Petrella, John K.1; Cress, M Elaine FACSM2; Ferrara, Michael S.2; Dudley, Gary A. FACSM2; Mahoney, Ormande M.3

Medicine & Science in Sports & Exercise: May 2004 - Volume 36 - Issue 5 - p S153
Annual Meeting Abstracts: D-24 – Free Communication/Poster: Athlete Care: Lower Extremity

1University of Alabama-Birmingham, Birmingham, AL.

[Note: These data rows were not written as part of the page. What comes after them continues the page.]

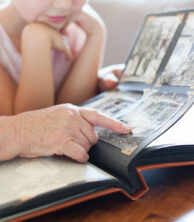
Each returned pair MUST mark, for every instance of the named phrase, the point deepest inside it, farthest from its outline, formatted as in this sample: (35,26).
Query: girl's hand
(109,77)
(44,32)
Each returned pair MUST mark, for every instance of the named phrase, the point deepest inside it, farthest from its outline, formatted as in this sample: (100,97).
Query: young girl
(50,53)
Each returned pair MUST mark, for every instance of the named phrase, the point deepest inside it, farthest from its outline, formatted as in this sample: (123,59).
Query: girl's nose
(62,3)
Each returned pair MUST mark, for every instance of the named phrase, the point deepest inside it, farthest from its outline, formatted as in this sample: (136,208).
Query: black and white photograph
(151,48)
(116,103)
(153,111)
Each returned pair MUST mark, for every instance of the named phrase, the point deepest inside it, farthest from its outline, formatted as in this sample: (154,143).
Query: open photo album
(154,97)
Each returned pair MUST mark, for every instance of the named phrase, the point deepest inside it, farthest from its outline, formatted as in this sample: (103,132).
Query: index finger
(97,118)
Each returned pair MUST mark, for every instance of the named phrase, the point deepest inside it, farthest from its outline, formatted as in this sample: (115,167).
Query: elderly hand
(62,130)
(109,76)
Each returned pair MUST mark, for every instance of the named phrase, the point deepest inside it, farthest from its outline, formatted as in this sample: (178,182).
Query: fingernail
(127,128)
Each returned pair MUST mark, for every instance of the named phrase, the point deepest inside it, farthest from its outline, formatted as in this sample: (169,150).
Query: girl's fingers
(108,82)
(67,49)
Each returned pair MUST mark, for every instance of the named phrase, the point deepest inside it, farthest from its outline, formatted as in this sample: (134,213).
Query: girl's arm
(7,93)
(82,81)
(36,88)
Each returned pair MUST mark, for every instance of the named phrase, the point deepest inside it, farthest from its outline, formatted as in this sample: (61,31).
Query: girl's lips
(56,19)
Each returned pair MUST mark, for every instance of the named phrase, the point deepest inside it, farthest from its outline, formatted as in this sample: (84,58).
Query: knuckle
(82,156)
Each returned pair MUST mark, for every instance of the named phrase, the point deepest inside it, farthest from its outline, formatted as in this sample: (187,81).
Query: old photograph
(116,103)
(151,48)
(151,113)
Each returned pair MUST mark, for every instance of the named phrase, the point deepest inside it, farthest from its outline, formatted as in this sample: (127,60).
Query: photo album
(155,97)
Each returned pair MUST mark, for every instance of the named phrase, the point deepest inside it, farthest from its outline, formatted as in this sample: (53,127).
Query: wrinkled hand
(109,76)
(62,130)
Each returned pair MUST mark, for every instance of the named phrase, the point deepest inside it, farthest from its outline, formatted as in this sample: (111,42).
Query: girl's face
(55,13)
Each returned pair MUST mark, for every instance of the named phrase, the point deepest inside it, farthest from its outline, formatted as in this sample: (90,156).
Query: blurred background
(123,19)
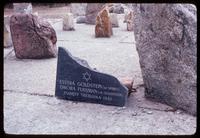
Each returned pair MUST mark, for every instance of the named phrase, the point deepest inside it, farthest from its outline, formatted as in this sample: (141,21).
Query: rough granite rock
(7,40)
(32,37)
(92,10)
(114,20)
(80,19)
(116,8)
(128,19)
(22,8)
(78,9)
(68,22)
(166,41)
(103,26)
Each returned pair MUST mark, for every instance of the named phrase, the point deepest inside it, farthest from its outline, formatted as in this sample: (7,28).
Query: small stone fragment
(103,26)
(68,22)
(81,19)
(114,20)
(7,34)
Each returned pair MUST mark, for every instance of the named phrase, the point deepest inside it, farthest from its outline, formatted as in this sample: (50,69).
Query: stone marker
(7,36)
(116,8)
(68,22)
(76,81)
(81,19)
(166,41)
(103,26)
(22,8)
(128,19)
(114,20)
(32,37)
(78,9)
(92,10)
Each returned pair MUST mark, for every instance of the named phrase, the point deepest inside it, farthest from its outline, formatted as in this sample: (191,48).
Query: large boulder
(166,41)
(22,8)
(68,22)
(92,10)
(32,37)
(7,36)
(103,26)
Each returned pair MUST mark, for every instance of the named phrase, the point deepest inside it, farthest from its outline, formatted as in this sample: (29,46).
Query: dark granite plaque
(76,81)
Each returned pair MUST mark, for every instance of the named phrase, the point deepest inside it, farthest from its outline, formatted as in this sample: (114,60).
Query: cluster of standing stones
(166,41)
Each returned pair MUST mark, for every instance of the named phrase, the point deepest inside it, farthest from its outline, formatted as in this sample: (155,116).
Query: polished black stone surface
(76,81)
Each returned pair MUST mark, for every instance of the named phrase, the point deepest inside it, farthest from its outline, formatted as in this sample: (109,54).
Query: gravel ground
(29,86)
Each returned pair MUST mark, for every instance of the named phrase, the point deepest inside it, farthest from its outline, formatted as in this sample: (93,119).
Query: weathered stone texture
(22,8)
(68,22)
(114,20)
(103,26)
(78,9)
(166,41)
(32,37)
(92,10)
(7,36)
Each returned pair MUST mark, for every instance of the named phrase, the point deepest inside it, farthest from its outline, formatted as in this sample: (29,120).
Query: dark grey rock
(76,81)
(166,41)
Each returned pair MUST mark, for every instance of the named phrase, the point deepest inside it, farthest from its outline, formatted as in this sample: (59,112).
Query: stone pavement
(29,86)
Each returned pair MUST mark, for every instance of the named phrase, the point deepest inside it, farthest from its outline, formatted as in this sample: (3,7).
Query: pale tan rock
(114,20)
(129,21)
(103,26)
(7,36)
(68,22)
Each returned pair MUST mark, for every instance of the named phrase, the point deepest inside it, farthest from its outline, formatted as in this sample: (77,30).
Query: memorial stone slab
(22,8)
(76,81)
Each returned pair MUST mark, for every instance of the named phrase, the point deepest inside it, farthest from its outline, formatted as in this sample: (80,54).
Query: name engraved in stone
(77,81)
(70,93)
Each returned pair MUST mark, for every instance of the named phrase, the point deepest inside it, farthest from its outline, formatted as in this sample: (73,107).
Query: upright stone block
(7,35)
(68,22)
(103,26)
(92,10)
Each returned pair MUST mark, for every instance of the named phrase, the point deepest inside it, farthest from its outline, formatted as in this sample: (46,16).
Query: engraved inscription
(88,90)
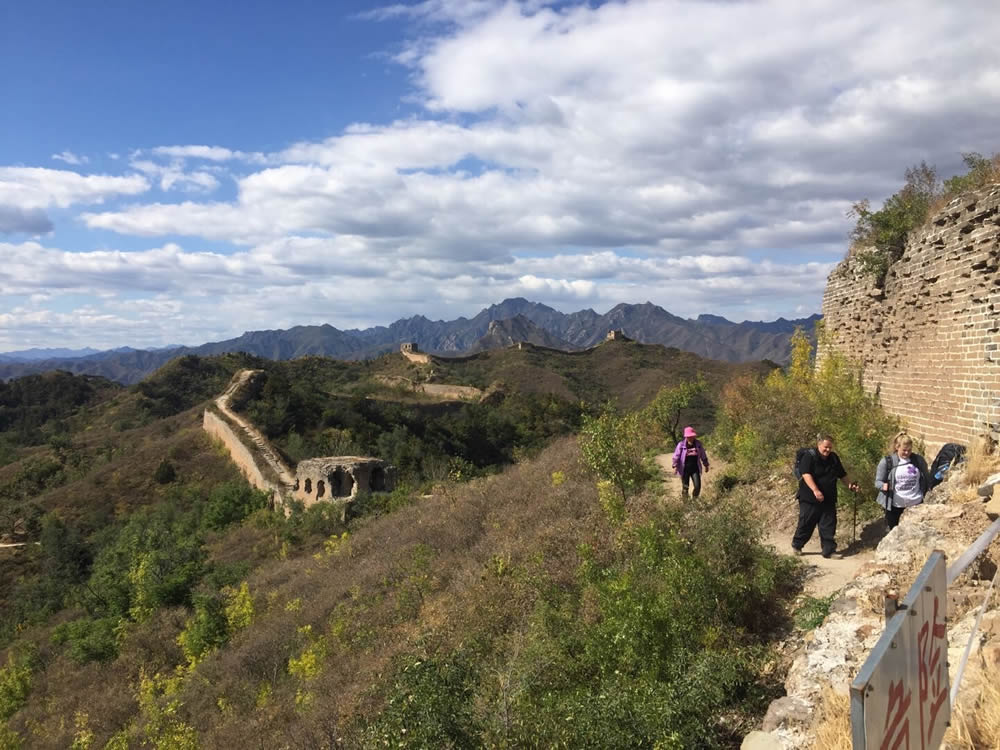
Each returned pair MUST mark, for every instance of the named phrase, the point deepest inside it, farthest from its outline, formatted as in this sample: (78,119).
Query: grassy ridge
(167,608)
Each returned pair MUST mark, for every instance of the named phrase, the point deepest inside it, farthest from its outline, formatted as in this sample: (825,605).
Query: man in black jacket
(820,469)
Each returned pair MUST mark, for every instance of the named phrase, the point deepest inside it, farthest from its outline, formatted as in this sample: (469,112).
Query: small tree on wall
(667,408)
(612,449)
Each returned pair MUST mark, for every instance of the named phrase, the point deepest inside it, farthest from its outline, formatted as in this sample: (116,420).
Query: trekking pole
(854,519)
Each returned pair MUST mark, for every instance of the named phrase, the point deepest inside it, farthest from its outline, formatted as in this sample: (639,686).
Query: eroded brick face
(928,340)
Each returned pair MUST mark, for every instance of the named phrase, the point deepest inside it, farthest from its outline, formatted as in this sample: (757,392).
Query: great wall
(928,338)
(337,479)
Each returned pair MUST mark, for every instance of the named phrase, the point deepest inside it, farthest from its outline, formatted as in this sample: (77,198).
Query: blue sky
(182,172)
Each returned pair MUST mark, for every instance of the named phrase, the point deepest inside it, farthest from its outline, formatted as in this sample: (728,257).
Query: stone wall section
(929,339)
(219,429)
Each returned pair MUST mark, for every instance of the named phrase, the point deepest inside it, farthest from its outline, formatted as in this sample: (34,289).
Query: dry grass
(980,729)
(981,460)
(833,730)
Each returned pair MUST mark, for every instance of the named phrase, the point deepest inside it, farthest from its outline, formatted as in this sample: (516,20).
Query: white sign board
(899,700)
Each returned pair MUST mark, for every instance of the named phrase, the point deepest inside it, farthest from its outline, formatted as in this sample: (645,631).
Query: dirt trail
(263,446)
(824,575)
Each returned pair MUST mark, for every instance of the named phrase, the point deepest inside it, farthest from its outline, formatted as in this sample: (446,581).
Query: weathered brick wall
(928,340)
(218,428)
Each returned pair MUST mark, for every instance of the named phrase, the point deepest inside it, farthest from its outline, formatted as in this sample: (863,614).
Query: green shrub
(812,611)
(657,638)
(165,472)
(88,640)
(764,421)
(15,684)
(879,236)
(206,630)
(612,449)
(230,502)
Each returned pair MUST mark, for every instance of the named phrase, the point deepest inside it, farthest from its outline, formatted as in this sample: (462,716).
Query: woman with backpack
(902,479)
(689,456)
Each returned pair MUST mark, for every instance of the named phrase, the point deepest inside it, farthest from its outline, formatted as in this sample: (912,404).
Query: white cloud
(208,153)
(168,294)
(38,188)
(576,154)
(172,176)
(70,158)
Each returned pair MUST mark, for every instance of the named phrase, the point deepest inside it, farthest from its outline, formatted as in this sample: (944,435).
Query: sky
(176,172)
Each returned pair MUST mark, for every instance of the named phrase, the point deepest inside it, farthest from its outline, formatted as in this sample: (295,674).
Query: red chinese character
(897,723)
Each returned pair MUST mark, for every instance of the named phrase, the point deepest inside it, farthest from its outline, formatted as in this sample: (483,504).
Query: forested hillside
(496,598)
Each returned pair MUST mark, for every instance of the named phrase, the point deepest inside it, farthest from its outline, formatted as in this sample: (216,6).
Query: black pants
(812,515)
(695,478)
(892,516)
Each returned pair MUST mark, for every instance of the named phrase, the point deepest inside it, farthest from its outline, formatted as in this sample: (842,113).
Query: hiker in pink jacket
(689,456)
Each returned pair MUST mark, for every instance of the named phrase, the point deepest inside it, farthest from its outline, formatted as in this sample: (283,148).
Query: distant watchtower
(410,350)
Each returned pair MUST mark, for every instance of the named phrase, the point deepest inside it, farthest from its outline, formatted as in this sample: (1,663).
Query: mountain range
(499,325)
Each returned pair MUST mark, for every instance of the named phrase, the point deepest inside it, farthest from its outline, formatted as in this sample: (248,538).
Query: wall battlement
(929,339)
(331,479)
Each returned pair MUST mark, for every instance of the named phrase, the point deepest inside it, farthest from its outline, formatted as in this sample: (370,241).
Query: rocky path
(824,575)
(263,446)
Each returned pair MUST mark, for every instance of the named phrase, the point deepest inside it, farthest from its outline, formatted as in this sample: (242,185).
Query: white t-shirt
(907,488)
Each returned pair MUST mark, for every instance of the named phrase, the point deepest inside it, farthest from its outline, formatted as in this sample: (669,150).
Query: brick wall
(928,340)
(218,428)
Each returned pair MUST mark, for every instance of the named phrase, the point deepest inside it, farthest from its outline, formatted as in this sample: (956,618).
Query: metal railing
(901,697)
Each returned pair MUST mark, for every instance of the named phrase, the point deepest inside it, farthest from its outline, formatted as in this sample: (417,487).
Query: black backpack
(949,455)
(798,460)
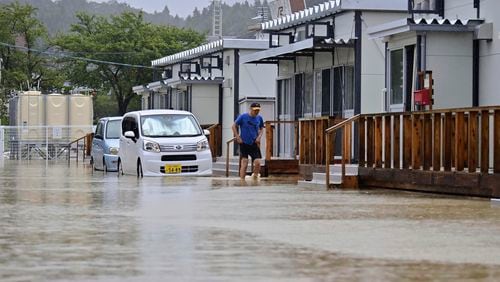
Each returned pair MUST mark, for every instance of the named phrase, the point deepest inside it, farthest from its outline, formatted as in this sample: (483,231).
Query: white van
(163,142)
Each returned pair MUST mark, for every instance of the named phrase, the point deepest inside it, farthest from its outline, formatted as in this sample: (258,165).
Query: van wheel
(104,166)
(120,168)
(92,163)
(139,169)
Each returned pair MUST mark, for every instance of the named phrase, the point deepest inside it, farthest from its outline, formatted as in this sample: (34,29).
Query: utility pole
(217,19)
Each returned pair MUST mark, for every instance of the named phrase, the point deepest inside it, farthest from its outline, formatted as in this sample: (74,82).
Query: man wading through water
(250,125)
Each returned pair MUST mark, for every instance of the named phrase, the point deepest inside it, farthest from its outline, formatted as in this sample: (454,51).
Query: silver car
(105,144)
(162,143)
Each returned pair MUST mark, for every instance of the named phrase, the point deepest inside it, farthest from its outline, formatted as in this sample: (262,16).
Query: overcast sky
(182,8)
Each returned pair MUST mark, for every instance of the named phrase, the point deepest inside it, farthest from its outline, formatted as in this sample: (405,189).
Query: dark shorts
(250,150)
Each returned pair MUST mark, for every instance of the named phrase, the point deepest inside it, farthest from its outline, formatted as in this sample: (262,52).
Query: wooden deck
(453,151)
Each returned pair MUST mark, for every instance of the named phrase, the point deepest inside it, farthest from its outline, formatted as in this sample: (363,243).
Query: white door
(285,131)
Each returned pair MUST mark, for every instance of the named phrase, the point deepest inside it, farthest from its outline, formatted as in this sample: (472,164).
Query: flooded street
(72,224)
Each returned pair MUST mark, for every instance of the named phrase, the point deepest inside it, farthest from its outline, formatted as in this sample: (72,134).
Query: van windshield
(113,129)
(169,125)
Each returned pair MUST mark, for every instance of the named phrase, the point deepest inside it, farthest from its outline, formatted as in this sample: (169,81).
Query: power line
(77,58)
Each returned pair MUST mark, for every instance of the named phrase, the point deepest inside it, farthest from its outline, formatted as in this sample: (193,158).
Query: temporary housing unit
(39,121)
(328,69)
(441,56)
(210,82)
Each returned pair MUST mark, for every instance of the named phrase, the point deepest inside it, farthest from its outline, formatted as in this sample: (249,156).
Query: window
(299,94)
(397,76)
(325,92)
(99,131)
(318,90)
(113,129)
(308,94)
(343,89)
(348,88)
(130,124)
(169,126)
(284,97)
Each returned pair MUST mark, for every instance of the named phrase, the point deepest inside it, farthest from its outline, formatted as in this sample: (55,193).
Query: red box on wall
(422,97)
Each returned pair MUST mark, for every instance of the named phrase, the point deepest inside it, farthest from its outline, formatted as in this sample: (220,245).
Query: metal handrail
(227,155)
(328,132)
(77,141)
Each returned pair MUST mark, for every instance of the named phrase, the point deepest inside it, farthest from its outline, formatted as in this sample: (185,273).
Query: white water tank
(30,115)
(80,115)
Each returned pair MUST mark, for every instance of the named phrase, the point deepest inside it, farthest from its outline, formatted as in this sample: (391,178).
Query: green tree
(112,49)
(23,62)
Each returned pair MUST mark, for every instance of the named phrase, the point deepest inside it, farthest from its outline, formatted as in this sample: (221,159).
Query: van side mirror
(129,134)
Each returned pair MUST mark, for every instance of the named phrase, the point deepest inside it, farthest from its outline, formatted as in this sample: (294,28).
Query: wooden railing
(214,139)
(466,139)
(228,143)
(347,148)
(270,127)
(313,139)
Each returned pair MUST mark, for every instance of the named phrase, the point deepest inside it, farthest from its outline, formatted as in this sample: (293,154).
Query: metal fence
(44,142)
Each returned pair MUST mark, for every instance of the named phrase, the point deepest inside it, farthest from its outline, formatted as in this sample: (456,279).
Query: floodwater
(71,224)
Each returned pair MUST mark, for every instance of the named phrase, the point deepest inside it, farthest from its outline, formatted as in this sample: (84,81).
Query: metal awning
(423,24)
(196,80)
(210,48)
(139,89)
(298,49)
(329,8)
(156,85)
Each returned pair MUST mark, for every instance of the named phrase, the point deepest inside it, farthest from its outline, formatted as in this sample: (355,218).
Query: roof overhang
(140,89)
(329,8)
(423,25)
(302,48)
(210,48)
(175,83)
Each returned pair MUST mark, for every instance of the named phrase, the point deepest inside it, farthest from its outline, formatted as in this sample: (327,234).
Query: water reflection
(69,223)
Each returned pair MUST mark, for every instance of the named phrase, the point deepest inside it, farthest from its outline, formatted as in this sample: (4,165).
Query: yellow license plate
(171,169)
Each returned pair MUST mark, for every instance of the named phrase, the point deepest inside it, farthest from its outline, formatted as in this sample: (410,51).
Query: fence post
(1,142)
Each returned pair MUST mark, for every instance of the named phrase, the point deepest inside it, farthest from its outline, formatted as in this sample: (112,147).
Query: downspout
(236,90)
(475,62)
(221,105)
(357,79)
(357,63)
(423,50)
(419,61)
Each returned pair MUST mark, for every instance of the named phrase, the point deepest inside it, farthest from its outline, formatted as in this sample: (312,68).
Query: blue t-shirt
(249,127)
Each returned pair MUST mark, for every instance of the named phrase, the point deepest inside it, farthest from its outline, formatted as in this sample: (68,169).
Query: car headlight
(113,150)
(151,146)
(202,145)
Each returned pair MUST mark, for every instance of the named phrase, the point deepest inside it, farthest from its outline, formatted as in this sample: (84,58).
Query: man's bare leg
(243,168)
(256,168)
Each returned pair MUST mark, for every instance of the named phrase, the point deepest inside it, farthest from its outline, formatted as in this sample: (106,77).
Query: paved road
(69,223)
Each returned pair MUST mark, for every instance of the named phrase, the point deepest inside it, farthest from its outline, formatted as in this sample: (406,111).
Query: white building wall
(228,98)
(373,62)
(344,25)
(257,80)
(489,62)
(205,104)
(449,57)
(460,9)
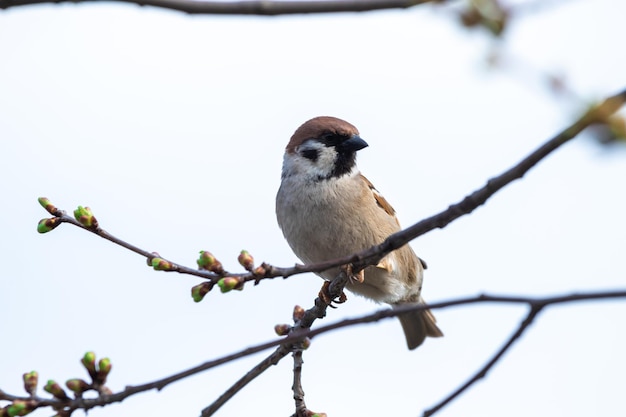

2University of Georgia, Athens, GA.

3Athens Orthopedic Clinic, Athens, GA.



Total knee arthroplasty (TKA) is a surgical intervention for pain relief and restoration of mobility in individuals with osteoarthritis (OA). PURPOSE: To evaluate knee joint, knee extensor skeletal muscle, and physical functional performance before and after TKA. METHODS: Candidates for TKA (TKA; n = 13) and age, sex, and height-matched controls (CON; n = 13) were compared prior to surgery, 1 and 3 months post-surgery. Outcome measures included use-related knee pain, functional range of motion (FROM:peak flexion-extension), knee extensor muscles isometric peak torque (IVCpeak), knee extensor muscles activation (CAR = voluntary torque/(voluntary + electrical stimulation torque) * 100), torque per cross sectional area (torque/CSA) of the knee extensor muscles, leg extensor muscles power (LEP), number of steps/day, and physical functional performance (Continuous-scale Physical Functional Performance Test: Cs-PFP). RESULTS: At baseline, in the surgical limb, TKA patients reported significantly higher (p<0.05) use-related knee pain than controls (TKA: 2.63 ± 2.6, CON: 0.02 ± 0.1) and were significantly lower (p<.05) on all other outcomes of FROM (TKA: 107.60 ± 16, CON: 139.80 ± 6), IVCpeak (Nm, TKA: 83.3 ± 41, CON: 182.2 ± 65), CAR (%, TKA: 86.5 ± 9, CON: 96.8 ± 3), LEP (watts, TKA: 92.6 ± 58, CON: 239.5 ± 108), torque/CSA (Nm/cm2, TKA: 1.78 ± 0.7, CON: 3.01 ± 0.6), steps/day (TKA: 3,954.3 ± 2,616, CON: 8,282.4 ± 3,037), and Cs-PFP (TKA: 49.2 ± 15, CON: 78.7 ± 15). One-month post-surgery, in the surgical limb, the TKA group reported decreased use-related pain of 82% and increased muscle activation by 12% (p<.05). From 1-to- 3 months post-surgery, the TKA surgical limb FROM increased by 13%, IVCpeak by 16%, LEP by 55%, torque/CSA by 13%, and steps/day by 46% (p<.05). Concurrent to these changes, Cs-PFP improved 19% (p<.05). Change in functional range of motion in the surgical limb explained 54% of the variance in recovery of physical functional performance. CONCLUSIONS: These data indicate physical functional performance is significantly compromised in individuals with OA prior to TKA surgery. TKA relieves pain after which joint function, quadriceps muscles function, physical functional performance, and physical reserves are restored. Supported by 2003 Georgia Gerontology Seed Grant (JKP), Athens Orthopedic Clinic Foundation Award (JKP), and in part by HD 39676 (GAD) and HD 37439 S1 (GAD).